« -J’en sais trop rien. De toute façon on ne sait
jamais. Je ne sais pas qui je suis. Je n’arrête pas de me poser la question. Ce
dont je suis sûr, c’est que j’existe. On me dit que la souffrance est la preuve
de l’existence. Et bien croyez moi, j’existe.
J’ai deux yeux, deux bras, des cheveux. Comme tout le monde.
En fait voila, je SUIS tout le monde. Celui qui n’est personne. Je SUIS
personne. Un truc. Un machin accouché des autres.
Et c’est ce qui me répugne. Je n’arrive pas à comprendre.
C’est quoi qui fait que je suis différent ? Je suis comme toi, ou toi. En
fait c’est ça. A ma naissance on a dû me faire six milliards de jumeaux. Et
bien mes pauvres, je vous plains, parce que me ressembler, ça ne doit pas être
facile tous les jours. Je comprends pourquoi y’en a qui se suicident.

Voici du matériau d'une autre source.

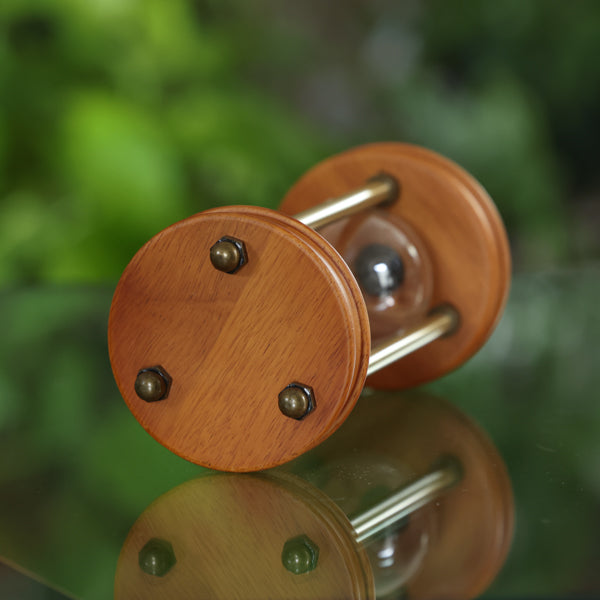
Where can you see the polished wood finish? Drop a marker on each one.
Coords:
(227, 533)
(232, 342)
(460, 228)
(393, 438)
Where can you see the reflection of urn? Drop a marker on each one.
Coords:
(413, 499)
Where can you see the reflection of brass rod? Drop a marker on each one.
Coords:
(442, 321)
(378, 189)
(406, 500)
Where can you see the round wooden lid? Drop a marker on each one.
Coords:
(462, 232)
(408, 434)
(231, 342)
(224, 536)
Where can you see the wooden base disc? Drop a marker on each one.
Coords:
(409, 433)
(227, 534)
(232, 342)
(460, 227)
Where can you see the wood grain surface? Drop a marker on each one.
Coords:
(389, 436)
(228, 532)
(232, 342)
(460, 227)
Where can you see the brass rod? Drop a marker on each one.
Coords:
(442, 321)
(377, 190)
(406, 500)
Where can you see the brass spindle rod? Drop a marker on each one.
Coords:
(407, 500)
(380, 189)
(439, 323)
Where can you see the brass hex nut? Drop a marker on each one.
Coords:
(296, 400)
(228, 254)
(153, 384)
(157, 557)
(300, 555)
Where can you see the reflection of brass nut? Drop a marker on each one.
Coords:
(296, 400)
(300, 555)
(228, 255)
(153, 384)
(157, 557)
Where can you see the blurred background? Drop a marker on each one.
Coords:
(120, 117)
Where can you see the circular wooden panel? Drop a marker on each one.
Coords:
(227, 533)
(232, 342)
(460, 228)
(408, 433)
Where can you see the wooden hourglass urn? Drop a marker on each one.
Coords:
(241, 337)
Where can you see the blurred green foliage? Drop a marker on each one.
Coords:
(119, 117)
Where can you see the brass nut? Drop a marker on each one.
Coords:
(228, 255)
(153, 384)
(157, 557)
(300, 555)
(296, 400)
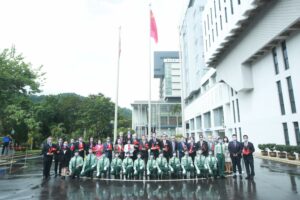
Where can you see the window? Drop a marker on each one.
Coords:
(291, 94)
(281, 102)
(218, 116)
(238, 110)
(233, 110)
(221, 25)
(275, 60)
(297, 132)
(225, 10)
(286, 133)
(215, 9)
(231, 6)
(285, 56)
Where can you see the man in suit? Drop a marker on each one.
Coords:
(235, 150)
(202, 145)
(154, 145)
(48, 151)
(247, 152)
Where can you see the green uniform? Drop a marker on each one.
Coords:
(127, 167)
(162, 166)
(212, 165)
(174, 165)
(102, 166)
(151, 167)
(75, 166)
(116, 166)
(219, 153)
(201, 166)
(187, 165)
(139, 167)
(89, 165)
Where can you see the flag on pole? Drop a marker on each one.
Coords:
(153, 29)
(119, 42)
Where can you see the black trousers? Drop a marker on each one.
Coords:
(236, 162)
(249, 165)
(57, 165)
(47, 162)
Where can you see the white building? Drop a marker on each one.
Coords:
(252, 45)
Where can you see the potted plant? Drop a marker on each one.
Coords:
(291, 152)
(263, 147)
(281, 148)
(271, 147)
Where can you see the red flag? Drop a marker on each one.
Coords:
(153, 29)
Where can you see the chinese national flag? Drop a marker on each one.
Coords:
(153, 29)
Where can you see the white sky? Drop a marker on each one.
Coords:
(77, 42)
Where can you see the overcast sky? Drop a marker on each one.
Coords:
(77, 42)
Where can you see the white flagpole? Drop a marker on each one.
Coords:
(149, 100)
(117, 90)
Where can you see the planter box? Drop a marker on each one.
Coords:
(272, 154)
(292, 157)
(264, 153)
(281, 155)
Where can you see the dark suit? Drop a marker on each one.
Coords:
(47, 159)
(247, 152)
(155, 147)
(203, 146)
(235, 150)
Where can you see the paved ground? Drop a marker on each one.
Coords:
(273, 181)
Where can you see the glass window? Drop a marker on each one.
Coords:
(281, 102)
(291, 94)
(275, 60)
(285, 56)
(297, 132)
(286, 133)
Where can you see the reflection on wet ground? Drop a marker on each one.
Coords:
(273, 181)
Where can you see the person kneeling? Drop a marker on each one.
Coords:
(151, 167)
(116, 166)
(75, 165)
(174, 165)
(187, 165)
(127, 166)
(162, 165)
(139, 167)
(103, 166)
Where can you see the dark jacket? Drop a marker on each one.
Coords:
(235, 149)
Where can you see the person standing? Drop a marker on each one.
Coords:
(75, 165)
(202, 145)
(57, 154)
(6, 141)
(47, 152)
(235, 150)
(154, 145)
(220, 155)
(228, 164)
(65, 158)
(248, 149)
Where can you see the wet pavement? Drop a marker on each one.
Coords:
(272, 181)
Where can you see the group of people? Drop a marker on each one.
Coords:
(133, 158)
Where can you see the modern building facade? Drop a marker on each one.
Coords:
(253, 48)
(167, 69)
(166, 117)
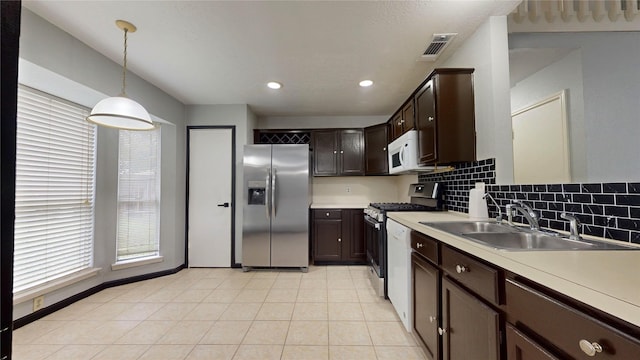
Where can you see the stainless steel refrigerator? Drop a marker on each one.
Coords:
(277, 195)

Pourtant, on pourrait dire que je n’ai pas de quoi me
plaindre : un boulot de fonctionnaire, 9h-17h, un pavillon en banlieue
avec véranda et chien, une femme cuisinière qui s’épile sous les bras, et deux
marmots propres et scolarisés.
Mais putain, que demande le peuple ? C’est vrai quoi,
y’en a qui rêveraient d’être à ma place ! Justement, ceux là, ils ne savent
pas ce que c’est que de s’emmerder. Oui c’est ça, je me fais chier !!
Grave chier même !
Je vous donne un exemple :
Le matin je me lève, le café est déjà prêt. Ma femme l’a
amoureusement servi sur la table. Mes enfants me sautent au cou pour
m’embrasser avant de partir à l’école, le chien est déjà dehors, a fait son
pipi. Le journal est devant mes yeux alors que je n’ai rien demandé.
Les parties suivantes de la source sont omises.